In their article “Neural responses to taxation and voluntary giving reveal motives for charitable donations”, published in Science in 2007, they say: “Even mandatory, tax-like transfers to a charity elicit neural activity in areas linked to reward processing. … [But] neural activity further increases when people make transfers voluntarily.”
In other words, donations that you are compelled to make leave you feeling good; ones that you make of your own free will feel even better.
But Dr Helgo Schomer, the director of the Behavioural Health Consultancy and a senior academic in the department of psychology at the University of Cape Town, adds another dimension: “We are social beings; we are not insular. It is fantastic to give from the point of view that we are contributing to the social fabric.
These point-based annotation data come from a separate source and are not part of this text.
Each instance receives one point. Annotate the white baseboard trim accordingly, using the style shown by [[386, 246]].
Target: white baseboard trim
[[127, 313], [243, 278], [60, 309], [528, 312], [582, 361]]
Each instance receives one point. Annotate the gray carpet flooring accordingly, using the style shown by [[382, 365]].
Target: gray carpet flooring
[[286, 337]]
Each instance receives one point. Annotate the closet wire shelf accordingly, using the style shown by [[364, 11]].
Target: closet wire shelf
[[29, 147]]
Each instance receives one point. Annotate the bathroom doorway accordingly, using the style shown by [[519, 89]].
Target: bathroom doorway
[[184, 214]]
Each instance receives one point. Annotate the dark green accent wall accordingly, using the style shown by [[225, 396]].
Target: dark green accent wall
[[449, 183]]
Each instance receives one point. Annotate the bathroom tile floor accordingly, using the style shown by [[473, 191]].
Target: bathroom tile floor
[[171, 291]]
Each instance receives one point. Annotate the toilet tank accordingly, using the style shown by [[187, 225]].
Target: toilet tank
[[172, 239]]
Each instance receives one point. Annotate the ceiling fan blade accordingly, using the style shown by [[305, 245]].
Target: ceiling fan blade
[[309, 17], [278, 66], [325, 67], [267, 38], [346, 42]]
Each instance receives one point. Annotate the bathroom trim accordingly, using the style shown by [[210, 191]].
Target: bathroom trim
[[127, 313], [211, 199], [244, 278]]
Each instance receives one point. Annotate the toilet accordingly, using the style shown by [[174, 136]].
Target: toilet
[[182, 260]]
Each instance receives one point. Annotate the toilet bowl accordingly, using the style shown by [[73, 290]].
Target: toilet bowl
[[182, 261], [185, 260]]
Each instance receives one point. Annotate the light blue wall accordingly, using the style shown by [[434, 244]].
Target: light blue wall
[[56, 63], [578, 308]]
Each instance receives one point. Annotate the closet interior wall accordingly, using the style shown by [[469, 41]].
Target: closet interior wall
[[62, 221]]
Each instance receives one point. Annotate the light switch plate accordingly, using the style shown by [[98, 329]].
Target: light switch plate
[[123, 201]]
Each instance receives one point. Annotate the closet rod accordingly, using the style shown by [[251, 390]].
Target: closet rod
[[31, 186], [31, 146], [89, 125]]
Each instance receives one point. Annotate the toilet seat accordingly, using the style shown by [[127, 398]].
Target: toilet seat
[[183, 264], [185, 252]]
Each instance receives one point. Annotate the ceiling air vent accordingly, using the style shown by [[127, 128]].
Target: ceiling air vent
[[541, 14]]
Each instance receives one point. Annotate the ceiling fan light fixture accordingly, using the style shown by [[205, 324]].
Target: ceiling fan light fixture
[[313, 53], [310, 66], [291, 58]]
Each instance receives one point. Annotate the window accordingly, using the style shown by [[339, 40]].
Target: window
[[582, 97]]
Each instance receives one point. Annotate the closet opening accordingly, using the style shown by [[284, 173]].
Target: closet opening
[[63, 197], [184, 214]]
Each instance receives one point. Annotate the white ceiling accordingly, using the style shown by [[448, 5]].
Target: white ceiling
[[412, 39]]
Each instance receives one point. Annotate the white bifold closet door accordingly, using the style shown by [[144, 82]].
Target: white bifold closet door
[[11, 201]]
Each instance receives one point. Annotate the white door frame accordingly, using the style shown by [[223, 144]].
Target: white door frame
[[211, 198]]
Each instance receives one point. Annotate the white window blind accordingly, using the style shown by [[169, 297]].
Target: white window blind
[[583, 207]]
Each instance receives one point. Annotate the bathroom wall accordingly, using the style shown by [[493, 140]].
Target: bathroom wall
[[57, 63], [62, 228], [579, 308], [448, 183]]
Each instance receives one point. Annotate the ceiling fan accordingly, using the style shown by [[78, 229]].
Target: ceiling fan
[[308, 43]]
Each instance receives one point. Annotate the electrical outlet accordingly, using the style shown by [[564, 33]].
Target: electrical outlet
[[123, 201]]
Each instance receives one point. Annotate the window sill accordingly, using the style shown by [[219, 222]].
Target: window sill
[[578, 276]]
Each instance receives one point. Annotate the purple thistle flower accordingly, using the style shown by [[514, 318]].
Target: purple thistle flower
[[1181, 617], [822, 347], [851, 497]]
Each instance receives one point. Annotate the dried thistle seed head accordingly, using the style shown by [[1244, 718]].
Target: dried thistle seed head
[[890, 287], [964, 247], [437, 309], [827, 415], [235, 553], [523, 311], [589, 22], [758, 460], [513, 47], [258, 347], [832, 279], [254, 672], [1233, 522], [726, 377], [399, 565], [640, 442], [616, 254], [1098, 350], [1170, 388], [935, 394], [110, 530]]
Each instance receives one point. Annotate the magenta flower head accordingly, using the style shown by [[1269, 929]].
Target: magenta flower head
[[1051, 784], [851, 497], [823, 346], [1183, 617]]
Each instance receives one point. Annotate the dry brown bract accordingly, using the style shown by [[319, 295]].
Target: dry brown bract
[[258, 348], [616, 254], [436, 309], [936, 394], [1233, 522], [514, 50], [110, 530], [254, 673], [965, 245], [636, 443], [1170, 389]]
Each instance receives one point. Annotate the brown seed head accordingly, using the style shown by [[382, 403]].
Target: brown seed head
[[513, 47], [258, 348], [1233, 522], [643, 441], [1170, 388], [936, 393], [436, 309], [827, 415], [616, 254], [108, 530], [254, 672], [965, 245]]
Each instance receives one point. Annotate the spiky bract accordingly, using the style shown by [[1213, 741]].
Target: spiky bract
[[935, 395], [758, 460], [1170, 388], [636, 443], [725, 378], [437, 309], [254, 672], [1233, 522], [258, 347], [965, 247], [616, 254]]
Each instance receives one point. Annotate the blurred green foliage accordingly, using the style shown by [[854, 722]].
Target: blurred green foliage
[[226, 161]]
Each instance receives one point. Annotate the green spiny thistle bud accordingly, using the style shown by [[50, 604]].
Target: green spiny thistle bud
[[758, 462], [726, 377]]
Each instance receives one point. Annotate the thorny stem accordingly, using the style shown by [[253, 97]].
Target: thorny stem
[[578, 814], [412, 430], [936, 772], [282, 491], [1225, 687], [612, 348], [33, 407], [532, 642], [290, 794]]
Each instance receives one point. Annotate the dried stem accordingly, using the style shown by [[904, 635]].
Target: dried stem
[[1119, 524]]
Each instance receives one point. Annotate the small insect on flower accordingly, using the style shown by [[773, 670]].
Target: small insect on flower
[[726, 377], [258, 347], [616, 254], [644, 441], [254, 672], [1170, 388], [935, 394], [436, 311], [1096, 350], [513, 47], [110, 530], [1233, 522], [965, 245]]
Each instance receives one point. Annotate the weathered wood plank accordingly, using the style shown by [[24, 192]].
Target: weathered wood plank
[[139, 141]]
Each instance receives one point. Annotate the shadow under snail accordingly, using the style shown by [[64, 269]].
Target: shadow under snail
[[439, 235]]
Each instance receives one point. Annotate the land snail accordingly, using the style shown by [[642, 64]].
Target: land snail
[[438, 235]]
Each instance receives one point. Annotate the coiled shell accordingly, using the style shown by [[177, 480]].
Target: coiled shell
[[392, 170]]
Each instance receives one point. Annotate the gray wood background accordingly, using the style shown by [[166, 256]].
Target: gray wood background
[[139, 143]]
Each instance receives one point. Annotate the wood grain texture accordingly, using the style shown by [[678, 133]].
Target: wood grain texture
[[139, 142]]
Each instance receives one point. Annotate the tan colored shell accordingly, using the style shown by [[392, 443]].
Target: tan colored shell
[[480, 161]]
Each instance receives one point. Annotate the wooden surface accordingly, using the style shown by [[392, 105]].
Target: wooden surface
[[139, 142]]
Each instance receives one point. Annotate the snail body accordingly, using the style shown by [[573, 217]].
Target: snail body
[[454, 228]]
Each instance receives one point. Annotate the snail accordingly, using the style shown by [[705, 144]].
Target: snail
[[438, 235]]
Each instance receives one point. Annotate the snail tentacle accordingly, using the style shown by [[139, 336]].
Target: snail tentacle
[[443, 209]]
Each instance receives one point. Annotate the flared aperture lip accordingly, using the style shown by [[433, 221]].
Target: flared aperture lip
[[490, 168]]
“Giving does the soul good. It is a way in which we realise how fortunate we are to be part of a community, and to be one of the earners – one of the lucky ones. It is a way of saying thank you for being so fortunate.”
He goes on to say that as a psychologist he spends time in therapy with his clients concentrating on what is present, instead of what is lacking. “Giving is a clear orientation towards what is, instead of what isn’t, and that builds character.”
Schomer says some of the wealthiest people in the world are dealing with stress and isolation and unhappiness.
“By giving, I can demonstrate some of my success. And what nicer feeling in life than feeling successful?” he says.
As with all tax laws, there are ifs and buts. This brief article cannot cover those extensively. Before donating, it would be prudent to check the credentials of the organisation you wish to contribute to and discuss your circumstances with your tax consultant or financial adviser if large amounts of money are involved.
But even if there is no tax benefit to be gained at all, the act of giving always enriches you.